Non possiamo non rilevare la notevole importanza della dimensione simbolica del gioco. Non possiamo poi dimenticare che, come onanismo e omosessualità, ci sono sempre state, anche il gioco d’azzardo è sempre esistito. Allora l’inflazione dell’uno o dell’altro immaginario ci suggerisce la strada terapeutica da percorrere. L’onanismo rischia di essere uroborico, l’omosessualità rischia di opporsi alla conoscenza dell’altro da se e il gioco si oppone alla propria evoluzione. In terapia non lavoreremo sui sintomi cercando dio sopirli, in terapia cercheremo di promuovere gli immaginari enantiodromici e quindi l’equilibrio. Nel Gioco d’azzardo dovremmo incoraggiare il passaggio e la progettualità. Cercheremo di procedere al bilancio delle competenze del paziente, affinché ne riesca a prendere coscienza e a metterle in campo. Restituiremo al dio GAP la sua dimora e la sua funzione di nume di passaggio.
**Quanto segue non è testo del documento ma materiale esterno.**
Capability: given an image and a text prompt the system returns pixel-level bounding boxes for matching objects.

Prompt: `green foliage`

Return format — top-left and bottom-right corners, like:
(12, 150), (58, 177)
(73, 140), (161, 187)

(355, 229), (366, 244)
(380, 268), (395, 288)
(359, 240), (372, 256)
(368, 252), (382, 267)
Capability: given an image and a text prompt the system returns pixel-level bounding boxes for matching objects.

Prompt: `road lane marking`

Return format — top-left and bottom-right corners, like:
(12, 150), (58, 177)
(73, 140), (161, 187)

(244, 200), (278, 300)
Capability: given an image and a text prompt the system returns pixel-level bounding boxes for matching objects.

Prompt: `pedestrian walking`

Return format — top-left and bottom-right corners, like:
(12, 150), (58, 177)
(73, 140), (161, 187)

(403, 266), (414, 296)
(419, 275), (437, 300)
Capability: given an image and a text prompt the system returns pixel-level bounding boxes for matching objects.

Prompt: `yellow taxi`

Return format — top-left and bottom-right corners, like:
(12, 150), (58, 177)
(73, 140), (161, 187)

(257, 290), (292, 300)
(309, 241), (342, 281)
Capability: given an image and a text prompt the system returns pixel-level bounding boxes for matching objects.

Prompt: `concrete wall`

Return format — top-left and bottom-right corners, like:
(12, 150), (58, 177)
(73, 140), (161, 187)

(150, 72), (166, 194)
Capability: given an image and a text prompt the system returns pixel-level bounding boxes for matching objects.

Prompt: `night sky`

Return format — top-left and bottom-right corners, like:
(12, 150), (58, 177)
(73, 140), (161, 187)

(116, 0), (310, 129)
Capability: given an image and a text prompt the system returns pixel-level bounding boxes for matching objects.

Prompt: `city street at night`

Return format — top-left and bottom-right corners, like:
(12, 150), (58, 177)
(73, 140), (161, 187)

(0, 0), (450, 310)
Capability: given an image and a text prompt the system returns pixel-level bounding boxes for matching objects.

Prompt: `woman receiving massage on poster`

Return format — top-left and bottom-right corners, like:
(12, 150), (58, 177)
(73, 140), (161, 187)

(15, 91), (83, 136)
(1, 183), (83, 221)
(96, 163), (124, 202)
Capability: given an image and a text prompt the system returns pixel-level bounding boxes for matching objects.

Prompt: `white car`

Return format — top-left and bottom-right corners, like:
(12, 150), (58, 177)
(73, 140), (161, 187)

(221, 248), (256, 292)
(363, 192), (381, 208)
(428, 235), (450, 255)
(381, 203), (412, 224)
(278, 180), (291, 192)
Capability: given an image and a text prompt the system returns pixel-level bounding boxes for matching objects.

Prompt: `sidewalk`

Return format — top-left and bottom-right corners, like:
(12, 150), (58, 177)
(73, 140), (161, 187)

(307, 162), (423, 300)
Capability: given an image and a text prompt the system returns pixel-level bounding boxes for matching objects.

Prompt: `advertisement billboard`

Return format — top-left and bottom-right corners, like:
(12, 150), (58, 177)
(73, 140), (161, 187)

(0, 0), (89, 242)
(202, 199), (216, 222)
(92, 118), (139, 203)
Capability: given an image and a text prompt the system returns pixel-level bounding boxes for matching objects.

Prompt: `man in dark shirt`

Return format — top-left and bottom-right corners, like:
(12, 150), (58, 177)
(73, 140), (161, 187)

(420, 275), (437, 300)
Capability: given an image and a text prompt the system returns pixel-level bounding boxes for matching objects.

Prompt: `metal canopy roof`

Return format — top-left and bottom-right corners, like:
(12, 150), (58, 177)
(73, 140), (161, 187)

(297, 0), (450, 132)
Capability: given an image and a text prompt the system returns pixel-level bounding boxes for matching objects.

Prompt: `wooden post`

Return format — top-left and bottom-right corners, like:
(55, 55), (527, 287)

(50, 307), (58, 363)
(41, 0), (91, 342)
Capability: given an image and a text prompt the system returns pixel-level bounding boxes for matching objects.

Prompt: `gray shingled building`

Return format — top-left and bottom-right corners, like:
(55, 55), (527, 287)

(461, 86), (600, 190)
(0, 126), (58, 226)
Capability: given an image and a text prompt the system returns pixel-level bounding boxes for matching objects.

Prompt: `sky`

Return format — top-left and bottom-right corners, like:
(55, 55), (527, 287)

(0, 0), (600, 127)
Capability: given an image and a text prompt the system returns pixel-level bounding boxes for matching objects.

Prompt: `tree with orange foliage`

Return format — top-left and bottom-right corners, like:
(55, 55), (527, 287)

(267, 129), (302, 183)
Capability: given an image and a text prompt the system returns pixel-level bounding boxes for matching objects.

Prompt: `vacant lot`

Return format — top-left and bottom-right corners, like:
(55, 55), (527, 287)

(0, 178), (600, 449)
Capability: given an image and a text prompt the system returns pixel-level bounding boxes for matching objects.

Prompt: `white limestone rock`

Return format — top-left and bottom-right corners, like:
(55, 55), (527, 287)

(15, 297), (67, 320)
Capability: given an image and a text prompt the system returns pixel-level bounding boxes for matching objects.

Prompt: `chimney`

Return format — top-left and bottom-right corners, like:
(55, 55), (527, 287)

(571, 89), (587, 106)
[1] Hillman, J., 1972: Saggio su Pan, Adelphi, Milano, 1977, pp. 50-5.1

[2] Cassola, F., (a cura di), 1975: Inni Omerici; Fondazione Lorenzo Valla, Mondadori; pp. 361-372 (14).

[3] Alciato A. 1531: Il libro degli Emblemi. Adelphi Milano, 2009, pp. 268-273.

[4] Cfr. Tomasi di Lampedusa, G., 1958: Il Gattopardo. Feltrinelli, Roma, 2009.

[5] Cfr. Corbin, H., 1979: Corpo spirituale e terra celeste, Adelphi, Milano, 1986.